Shadow Economy sebagai Primadona Baru Kas Negara, Mungkinkah?

ILUSTRASI Shadow Economy sebagai Primadona Baru Kas Negara, Mungkinkah?-Maulana Pamuji Gusti-Harian Disway-
BACA JUGA:Gubernur Khofifah Terima Tanda Kehormatan Satyalancana Wira Karya, Jatim Menuju Blue Economy
POTENSI BESAR UE YANG TERSEMBUNYI
Berdasar riset Quarterly Informal Economy Survey (QIES) oleh World Economics 2021, aktivitas ilegal UE terjadi di hampir semua negara di dunia, baik negara maju maupun negara berkembang.
Persentase potensi penerimaan negara dari UE terhadap PDB bervariasi. Namun, secara umum dinyatakan bahwa UE di negara maju berkisar 15–20 persen dari PDB. Sementara itu, di negara berkembang, nilainya mencapai 30–40 persen dari PDB.
Di negara-negara Asia sendiri urutan pertama ditempati negara Afganistan sebesar 72 persen, disusul India 52,4 persen, Myanmar 49 persen, Thailand 42,6 persen, Kamboja 40,9 persen, Filipina 34,1 persen, Malaysia 25,3 persen, Indonesia 22,7 persen, Vietnam 20,5 persen, Tiongkok 12,7 persen, Singapura 10,4 persen, dan Jepang 9,6 persen.
Berdasar catatan Pusat Pelaporan dan Analisis Transaksi Keuangan (PPATK), nilai UE di Indonesia mencapai 30–40 persen dari produk domestik bruto (PDB) Indonesia. Taksiran itu melebihi data QIES dan Biro Pusat Statistik tahun 2021 yang mencapai kisaran angka konservatif, yakni 10–15 persen dari PDB.
Karena itu, PPATK menggunakan patokan internasional sebesar 30–40 persen. Akan tetapi, kalau mengacu ke PDB tahun 2020 yang nilainya Rp 15.434,2 triliun, nilai shadow economy di Indonesia mencapai Rp 4.630,5 triliun sampai Rp 6.173,6 triliun.
Jika Indonesia adalah negara berkembang dengan PDB atas dasar harga berlaku tahun 2021 mencapai Rp 16.970,8 triliun, nilai UE Indonesia bisa mencapai Rp 5.091 triliun, dalam nilai minimum.
Hal itu bukan tidak mungkin.
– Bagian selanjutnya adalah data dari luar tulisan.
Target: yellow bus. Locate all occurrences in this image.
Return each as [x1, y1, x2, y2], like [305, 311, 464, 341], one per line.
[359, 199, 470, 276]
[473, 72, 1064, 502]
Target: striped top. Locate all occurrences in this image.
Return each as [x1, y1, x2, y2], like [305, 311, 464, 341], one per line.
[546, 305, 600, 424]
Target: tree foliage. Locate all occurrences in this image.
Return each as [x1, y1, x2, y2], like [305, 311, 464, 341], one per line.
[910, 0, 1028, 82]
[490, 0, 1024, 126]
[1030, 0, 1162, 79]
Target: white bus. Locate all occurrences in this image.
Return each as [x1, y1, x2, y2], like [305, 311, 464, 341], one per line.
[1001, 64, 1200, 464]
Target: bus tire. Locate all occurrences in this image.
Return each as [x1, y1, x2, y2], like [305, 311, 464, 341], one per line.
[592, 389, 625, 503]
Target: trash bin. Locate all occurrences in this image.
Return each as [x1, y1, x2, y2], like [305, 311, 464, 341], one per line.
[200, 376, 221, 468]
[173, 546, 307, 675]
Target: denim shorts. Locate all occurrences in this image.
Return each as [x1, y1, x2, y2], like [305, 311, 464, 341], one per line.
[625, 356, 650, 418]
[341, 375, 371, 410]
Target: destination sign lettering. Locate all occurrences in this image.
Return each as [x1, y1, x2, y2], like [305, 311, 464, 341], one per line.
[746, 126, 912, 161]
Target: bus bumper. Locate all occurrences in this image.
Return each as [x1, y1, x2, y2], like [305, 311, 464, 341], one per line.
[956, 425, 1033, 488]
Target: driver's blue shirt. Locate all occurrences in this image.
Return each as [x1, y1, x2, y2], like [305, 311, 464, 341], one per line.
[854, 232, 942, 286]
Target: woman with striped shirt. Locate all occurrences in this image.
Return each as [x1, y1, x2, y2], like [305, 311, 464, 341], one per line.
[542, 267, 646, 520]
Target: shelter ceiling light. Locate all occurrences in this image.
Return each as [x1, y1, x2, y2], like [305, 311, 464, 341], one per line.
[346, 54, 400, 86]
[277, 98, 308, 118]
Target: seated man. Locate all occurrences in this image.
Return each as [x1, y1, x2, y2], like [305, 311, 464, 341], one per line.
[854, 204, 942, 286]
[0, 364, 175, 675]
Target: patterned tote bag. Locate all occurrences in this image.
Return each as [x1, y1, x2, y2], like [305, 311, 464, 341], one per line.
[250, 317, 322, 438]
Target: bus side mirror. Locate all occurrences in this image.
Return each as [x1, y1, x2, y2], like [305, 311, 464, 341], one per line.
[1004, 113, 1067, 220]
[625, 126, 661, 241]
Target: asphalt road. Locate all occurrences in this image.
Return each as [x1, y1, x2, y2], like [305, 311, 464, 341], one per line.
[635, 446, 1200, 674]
Pasalnya, PPATK mencatat transaksi keuangan mencurigakan selama 2022 yang mencapai 1.215 laporan dengan nilai Rp 183,8 triliun. Besarnya potensi UE yang tidak tergarap merupakan tantangan bagi pemerintah.
Karena itu, jika tidak segera diantisipasi, fenomena tersebut dapat mengganggu perekonomian Indonesia tumbuh di bawah potensi riil.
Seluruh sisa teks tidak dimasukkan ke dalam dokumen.